Heat Level: Medium: These tips require some experience.
Bottom Line: Change is the only constant with Facebook. Luckily, we've outlined the biggest changes impacting real estate marketing, so you don't have to be surprised or frustrated the next time you run an ad.
Do This: Rethink your Facebook ads with these tweaks:
In May, Facebook announced that they would be changing their ad offerings for housing, employment and credit. These changes were designed to combat discrimination. The new requirement is now in full swing, and we want to help you combat the impact on your business.
Whether you're an agent, broker, or work with mortgages, you'll be subject to more strict targeting when you set up ads on Facebook. Here's the first thing you'll see when you try to set up an ad now:
If you intend to run an ad that fits into one of these categories, you have to select that dropdown.
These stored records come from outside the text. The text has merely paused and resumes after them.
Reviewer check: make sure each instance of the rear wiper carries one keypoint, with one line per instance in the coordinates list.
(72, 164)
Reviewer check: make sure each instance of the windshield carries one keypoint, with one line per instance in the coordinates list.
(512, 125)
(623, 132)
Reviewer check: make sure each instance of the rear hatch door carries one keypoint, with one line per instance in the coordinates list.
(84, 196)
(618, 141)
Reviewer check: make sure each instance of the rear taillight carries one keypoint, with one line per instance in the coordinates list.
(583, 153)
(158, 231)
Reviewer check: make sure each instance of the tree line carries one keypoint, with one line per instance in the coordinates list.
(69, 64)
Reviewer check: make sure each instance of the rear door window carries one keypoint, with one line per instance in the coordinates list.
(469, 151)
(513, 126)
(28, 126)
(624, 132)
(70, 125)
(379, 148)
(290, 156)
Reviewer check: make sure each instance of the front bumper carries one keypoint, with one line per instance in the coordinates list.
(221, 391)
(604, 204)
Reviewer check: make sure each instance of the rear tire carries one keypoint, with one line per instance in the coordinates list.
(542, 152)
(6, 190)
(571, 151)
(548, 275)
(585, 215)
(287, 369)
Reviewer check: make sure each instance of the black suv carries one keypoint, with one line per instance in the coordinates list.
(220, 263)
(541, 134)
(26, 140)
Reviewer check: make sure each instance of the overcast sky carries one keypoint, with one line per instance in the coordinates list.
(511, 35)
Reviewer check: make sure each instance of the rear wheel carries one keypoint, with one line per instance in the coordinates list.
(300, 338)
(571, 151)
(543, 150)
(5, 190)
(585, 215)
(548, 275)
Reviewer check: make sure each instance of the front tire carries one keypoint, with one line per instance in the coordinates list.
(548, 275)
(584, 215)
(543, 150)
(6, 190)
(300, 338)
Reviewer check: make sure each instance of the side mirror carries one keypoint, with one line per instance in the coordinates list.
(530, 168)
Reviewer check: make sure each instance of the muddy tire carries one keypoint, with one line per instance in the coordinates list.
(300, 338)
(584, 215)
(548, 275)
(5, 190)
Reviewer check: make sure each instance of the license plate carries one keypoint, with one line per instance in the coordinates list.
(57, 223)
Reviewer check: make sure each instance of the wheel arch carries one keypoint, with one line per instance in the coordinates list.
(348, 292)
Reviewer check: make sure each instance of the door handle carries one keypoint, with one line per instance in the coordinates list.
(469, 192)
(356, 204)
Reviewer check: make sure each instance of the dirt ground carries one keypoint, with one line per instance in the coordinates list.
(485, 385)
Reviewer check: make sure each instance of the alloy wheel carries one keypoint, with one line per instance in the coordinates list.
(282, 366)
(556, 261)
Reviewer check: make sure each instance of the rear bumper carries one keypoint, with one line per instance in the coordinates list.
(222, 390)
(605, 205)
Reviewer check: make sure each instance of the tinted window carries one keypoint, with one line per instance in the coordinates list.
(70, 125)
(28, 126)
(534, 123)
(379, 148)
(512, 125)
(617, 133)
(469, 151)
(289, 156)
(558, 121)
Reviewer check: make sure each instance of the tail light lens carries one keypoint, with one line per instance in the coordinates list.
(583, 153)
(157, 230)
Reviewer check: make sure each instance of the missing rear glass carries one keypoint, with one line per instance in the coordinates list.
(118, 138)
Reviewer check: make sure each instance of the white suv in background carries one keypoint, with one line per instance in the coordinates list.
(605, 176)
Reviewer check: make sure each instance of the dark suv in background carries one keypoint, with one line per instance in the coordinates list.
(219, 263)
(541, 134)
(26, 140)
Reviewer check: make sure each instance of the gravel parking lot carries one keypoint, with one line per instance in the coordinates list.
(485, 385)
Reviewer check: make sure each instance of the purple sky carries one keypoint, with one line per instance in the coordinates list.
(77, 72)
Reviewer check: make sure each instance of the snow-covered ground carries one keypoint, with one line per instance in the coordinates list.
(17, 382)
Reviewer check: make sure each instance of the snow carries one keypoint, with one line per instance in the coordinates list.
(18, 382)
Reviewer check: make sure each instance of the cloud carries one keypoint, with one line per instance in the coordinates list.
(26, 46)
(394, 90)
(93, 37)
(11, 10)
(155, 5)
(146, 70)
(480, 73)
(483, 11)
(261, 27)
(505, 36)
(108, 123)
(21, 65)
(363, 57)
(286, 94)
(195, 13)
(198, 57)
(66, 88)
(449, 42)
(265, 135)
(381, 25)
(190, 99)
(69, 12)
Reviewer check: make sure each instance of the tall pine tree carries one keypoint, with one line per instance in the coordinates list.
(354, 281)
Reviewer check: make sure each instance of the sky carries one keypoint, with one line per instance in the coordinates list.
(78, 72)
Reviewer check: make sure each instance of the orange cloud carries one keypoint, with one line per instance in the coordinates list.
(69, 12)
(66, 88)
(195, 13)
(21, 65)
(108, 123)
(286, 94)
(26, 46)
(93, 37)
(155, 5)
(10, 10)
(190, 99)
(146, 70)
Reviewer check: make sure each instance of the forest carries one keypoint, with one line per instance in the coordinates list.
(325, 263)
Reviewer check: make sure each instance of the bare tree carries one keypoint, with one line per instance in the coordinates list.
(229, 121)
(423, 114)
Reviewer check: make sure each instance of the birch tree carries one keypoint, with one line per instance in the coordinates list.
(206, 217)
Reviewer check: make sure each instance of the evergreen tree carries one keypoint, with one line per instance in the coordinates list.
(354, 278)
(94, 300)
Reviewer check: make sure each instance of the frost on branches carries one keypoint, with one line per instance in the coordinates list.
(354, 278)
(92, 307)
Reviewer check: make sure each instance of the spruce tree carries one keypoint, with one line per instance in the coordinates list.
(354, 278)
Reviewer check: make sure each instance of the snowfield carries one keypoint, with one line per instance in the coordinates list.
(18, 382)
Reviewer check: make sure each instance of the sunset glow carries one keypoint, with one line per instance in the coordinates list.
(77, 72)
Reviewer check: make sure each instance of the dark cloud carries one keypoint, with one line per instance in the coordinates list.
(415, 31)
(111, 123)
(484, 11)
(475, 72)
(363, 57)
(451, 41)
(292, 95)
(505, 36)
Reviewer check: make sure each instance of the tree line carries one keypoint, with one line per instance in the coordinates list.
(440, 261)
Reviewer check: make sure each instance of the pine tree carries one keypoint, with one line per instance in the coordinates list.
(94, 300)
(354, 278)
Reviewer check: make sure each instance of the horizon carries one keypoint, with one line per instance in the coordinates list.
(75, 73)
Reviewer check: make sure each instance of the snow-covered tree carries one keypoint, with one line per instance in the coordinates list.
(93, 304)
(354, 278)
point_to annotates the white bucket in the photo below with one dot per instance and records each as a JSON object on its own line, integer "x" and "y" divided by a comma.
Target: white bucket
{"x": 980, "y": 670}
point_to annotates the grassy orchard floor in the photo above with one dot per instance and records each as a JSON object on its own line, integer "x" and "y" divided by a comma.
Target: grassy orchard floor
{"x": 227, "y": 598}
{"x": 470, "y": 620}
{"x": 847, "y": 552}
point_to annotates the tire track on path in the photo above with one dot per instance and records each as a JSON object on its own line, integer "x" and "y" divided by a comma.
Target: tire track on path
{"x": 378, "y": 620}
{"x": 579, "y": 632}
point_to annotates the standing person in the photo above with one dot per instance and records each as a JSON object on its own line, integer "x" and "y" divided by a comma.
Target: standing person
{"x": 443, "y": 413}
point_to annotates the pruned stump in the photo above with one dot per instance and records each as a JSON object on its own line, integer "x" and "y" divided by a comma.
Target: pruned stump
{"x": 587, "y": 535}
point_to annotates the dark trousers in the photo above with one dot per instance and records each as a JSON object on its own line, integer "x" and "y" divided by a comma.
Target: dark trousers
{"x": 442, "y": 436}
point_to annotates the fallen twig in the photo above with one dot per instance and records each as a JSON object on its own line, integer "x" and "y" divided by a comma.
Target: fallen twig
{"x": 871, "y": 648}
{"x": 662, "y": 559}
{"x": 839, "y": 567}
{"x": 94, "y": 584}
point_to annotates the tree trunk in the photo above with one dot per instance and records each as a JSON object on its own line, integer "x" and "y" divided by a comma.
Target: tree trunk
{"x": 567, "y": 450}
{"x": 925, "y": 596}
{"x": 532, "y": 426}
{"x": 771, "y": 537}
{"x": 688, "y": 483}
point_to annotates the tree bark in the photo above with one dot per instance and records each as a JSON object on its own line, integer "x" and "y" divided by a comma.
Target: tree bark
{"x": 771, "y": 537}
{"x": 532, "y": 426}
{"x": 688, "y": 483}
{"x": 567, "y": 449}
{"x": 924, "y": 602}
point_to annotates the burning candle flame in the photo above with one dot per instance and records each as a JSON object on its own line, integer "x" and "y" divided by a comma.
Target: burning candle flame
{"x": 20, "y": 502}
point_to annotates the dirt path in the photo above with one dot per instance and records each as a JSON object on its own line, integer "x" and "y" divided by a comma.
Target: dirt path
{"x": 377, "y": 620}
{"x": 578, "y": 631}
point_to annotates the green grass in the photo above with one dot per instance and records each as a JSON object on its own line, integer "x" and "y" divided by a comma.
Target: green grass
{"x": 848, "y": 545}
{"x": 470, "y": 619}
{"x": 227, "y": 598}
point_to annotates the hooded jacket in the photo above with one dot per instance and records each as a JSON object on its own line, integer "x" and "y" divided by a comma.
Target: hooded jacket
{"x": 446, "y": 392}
Your other ad options will be filtered based on this choice.
Nice try. Facebook's artificial intelligence picks up on words like "house", "rental", "hiring", "job", "listing" and other associated terms. Your ad will get kicked into the "Not Approved" pile if you try to skirt the new rule. So take a deep breath, and check the box.
If your ad is legitimately not about real estate (say, you're hosting a community event not associated with your listings), then you can skip the checkbox. But there is a chance you'll still get flagged simply by virtue of being a real estate business page. If you do get flagged, request a manual review to see if you can get it approved.
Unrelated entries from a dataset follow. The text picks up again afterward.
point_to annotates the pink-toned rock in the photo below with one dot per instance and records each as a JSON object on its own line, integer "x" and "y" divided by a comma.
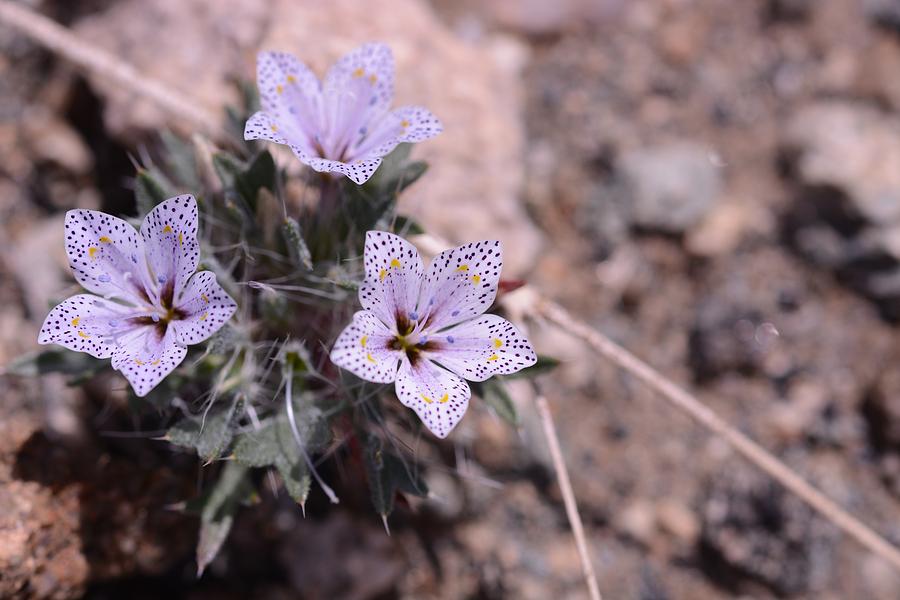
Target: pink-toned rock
{"x": 472, "y": 190}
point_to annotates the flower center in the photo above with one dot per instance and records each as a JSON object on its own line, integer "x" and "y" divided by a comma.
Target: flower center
{"x": 411, "y": 340}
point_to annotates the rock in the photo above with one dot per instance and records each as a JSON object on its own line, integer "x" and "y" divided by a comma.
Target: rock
{"x": 679, "y": 521}
{"x": 882, "y": 411}
{"x": 40, "y": 549}
{"x": 753, "y": 528}
{"x": 885, "y": 13}
{"x": 668, "y": 188}
{"x": 853, "y": 148}
{"x": 638, "y": 521}
{"x": 472, "y": 189}
{"x": 726, "y": 226}
{"x": 536, "y": 17}
{"x": 49, "y": 138}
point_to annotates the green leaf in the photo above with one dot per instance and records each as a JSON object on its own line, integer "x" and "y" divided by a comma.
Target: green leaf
{"x": 296, "y": 245}
{"x": 544, "y": 365}
{"x": 217, "y": 514}
{"x": 297, "y": 481}
{"x": 387, "y": 474}
{"x": 261, "y": 173}
{"x": 273, "y": 444}
{"x": 210, "y": 437}
{"x": 494, "y": 394}
{"x": 150, "y": 188}
{"x": 180, "y": 160}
Here's an overview of the differences.
We don't recommend boosting posts. It's just such a watered-down version of all the power you could have by using Ads Manager instead.
It's not clear whether boosted posts are subject to the same rules (although they should be). I am still able to see my saved audiences on real estate posts, and I don't see any notices about discriminatory targeting. That said, I'd bet that if I actually went through with a boost using the now-forbidden categories, it would not get approved.
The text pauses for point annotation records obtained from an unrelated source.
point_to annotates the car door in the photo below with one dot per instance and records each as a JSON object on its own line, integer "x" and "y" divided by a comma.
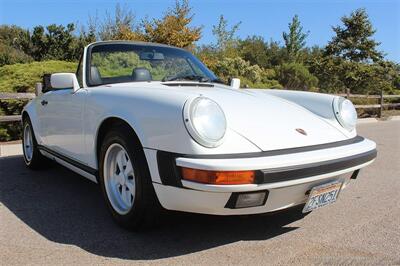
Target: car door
{"x": 63, "y": 122}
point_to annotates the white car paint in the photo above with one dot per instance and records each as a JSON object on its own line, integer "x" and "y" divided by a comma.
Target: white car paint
{"x": 258, "y": 121}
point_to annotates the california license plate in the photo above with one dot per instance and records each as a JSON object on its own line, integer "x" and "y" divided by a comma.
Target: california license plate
{"x": 322, "y": 195}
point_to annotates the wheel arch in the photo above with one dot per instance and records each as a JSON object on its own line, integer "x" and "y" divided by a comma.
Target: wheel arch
{"x": 106, "y": 125}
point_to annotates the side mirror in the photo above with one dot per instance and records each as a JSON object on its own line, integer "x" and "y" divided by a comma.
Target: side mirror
{"x": 38, "y": 89}
{"x": 62, "y": 81}
{"x": 235, "y": 83}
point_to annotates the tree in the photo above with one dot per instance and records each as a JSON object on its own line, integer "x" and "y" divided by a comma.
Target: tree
{"x": 354, "y": 41}
{"x": 225, "y": 37}
{"x": 254, "y": 50}
{"x": 294, "y": 39}
{"x": 110, "y": 28}
{"x": 173, "y": 28}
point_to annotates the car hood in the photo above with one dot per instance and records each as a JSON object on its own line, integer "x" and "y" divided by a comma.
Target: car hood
{"x": 269, "y": 122}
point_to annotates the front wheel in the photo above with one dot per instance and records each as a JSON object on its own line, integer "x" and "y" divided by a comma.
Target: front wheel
{"x": 32, "y": 156}
{"x": 125, "y": 181}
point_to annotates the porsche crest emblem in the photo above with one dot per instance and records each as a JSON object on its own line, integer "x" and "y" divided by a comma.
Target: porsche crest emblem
{"x": 301, "y": 131}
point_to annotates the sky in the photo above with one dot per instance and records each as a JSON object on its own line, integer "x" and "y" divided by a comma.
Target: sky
{"x": 265, "y": 18}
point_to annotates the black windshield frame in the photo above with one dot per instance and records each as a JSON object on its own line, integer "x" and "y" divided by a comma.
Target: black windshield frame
{"x": 120, "y": 45}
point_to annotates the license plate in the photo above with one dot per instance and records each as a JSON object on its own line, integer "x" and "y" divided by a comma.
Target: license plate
{"x": 323, "y": 195}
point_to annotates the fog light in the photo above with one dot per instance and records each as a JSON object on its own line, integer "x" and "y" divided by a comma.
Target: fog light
{"x": 247, "y": 199}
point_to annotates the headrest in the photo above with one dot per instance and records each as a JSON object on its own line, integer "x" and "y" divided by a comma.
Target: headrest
{"x": 95, "y": 76}
{"x": 141, "y": 74}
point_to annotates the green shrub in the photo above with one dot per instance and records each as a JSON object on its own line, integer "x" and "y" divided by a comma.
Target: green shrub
{"x": 296, "y": 76}
{"x": 22, "y": 77}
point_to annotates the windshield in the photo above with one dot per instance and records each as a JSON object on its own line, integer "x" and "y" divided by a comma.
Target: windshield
{"x": 116, "y": 63}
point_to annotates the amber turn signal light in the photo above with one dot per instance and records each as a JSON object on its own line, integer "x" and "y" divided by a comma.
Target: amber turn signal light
{"x": 218, "y": 177}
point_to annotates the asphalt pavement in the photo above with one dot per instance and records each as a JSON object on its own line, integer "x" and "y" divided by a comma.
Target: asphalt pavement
{"x": 56, "y": 217}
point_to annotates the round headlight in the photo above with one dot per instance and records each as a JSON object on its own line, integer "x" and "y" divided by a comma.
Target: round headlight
{"x": 205, "y": 121}
{"x": 345, "y": 113}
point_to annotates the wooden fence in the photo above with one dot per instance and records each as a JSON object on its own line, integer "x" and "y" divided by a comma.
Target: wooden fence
{"x": 381, "y": 105}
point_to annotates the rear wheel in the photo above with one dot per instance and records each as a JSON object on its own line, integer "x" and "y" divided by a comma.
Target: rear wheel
{"x": 125, "y": 180}
{"x": 32, "y": 156}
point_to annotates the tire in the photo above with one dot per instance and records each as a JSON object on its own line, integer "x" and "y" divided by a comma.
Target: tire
{"x": 121, "y": 188}
{"x": 32, "y": 157}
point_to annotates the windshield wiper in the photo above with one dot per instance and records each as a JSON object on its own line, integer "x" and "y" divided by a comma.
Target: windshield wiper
{"x": 187, "y": 77}
{"x": 217, "y": 80}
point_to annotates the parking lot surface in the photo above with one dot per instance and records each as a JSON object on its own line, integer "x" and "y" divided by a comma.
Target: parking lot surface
{"x": 56, "y": 217}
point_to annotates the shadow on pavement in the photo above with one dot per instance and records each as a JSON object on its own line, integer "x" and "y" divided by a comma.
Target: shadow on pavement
{"x": 66, "y": 208}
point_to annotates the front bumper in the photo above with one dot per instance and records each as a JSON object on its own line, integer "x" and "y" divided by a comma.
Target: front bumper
{"x": 287, "y": 175}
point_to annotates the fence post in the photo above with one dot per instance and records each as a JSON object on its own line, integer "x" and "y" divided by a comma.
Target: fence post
{"x": 381, "y": 104}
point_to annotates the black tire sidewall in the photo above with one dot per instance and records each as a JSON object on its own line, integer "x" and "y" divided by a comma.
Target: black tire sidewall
{"x": 37, "y": 158}
{"x": 136, "y": 155}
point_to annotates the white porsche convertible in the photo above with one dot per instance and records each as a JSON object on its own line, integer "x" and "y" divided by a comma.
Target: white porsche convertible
{"x": 157, "y": 129}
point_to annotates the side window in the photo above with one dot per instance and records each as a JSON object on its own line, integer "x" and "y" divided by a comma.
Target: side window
{"x": 79, "y": 72}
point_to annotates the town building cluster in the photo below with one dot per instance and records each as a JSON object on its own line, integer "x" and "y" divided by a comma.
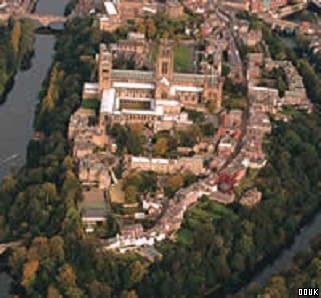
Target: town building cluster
{"x": 157, "y": 97}
{"x": 17, "y": 6}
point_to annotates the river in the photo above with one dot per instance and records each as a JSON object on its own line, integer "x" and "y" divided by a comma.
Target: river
{"x": 17, "y": 113}
{"x": 16, "y": 128}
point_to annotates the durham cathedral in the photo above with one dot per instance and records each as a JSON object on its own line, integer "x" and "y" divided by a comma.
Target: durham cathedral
{"x": 154, "y": 98}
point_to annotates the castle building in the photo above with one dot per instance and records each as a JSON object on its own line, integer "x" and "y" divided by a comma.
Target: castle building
{"x": 153, "y": 97}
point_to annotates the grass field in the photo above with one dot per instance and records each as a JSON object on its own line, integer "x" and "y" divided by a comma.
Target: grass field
{"x": 92, "y": 104}
{"x": 183, "y": 58}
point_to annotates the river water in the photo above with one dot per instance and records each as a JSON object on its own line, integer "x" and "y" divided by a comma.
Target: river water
{"x": 16, "y": 128}
{"x": 17, "y": 113}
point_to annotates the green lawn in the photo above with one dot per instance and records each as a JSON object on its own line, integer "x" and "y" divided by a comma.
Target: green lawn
{"x": 183, "y": 58}
{"x": 91, "y": 104}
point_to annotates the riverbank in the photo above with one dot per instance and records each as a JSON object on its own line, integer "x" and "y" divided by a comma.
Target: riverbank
{"x": 16, "y": 52}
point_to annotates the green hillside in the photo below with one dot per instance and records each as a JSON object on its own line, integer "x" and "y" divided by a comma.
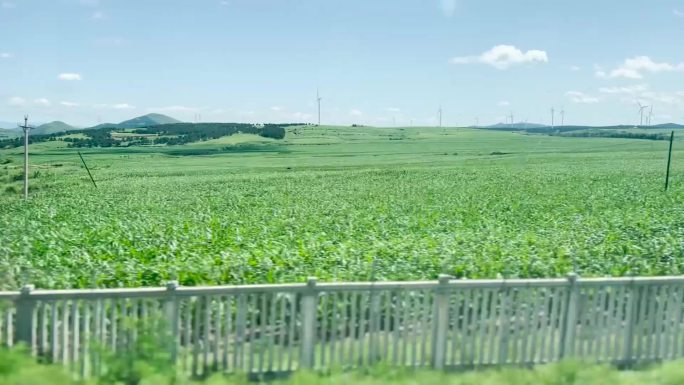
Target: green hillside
{"x": 52, "y": 128}
{"x": 147, "y": 120}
Instagram is owned by Facebook, so Instagram ads are run through the Facebook Ads Manager platform. Therefore, Instagram ads should be subject to the same rules and changes as FB ads.
In the past, we've recommended getting as specific as possible with your ads and targeting. Now, we have to reverse that logic: make your ads more general, so that anyone could be interested in your ad.
For example, don't use phrases like "just listed in your neighborhood" because with a 15-mile radius, your listing might not be in their neighborhood. Think about how wide your net has to be cast, and create ads that are relevant to everyone.
You know that spreadsheet of thousands of lead emails you've accumulated over the years? If you upload that to Facebook, you can serve ads to anyone whose Facebook login matches one of those emails. This is called a custom audience.
Facebook does warn, "When using a Custom Audience, be sure that your audience selections do not discriminate against people based on certain personal characteristics." But they don't have any way of policing your list of email addresses, so the burden is on you to play by the rules.
Use your pixel to retarget people who click your ads.
If someone clicked on your ad, you can assume they're at least a warm lead. If you're using Facebook Pixel, that user will get tagged as having visited your website. Now, you can create a second campaign just for people who were interested enough to click the first ad. So basically: go fishing with your first ad, and reel them in with a second ad.
Create a Special Ad Audience.
Advertisers can now create a “special ad audience,” which is based on similarities in audience behavior without considering things like age, gender, or ZIP code. Give this a shot!
Completely unrelated, but equally as important. Facebook has moved the Post Scheduling option for some users but didn't tell anyone where it went (classic Facebook). Post scheduling and additional options are available in Publishing Tools and Business Manager.
Facebook has installed new training wheels to keep real estate advertisers on track. Now there's really no way to break HUD rules, which actually is a good thing! It might take some practice, but you'll get the hang of the new rules and still be able to generate business from social media.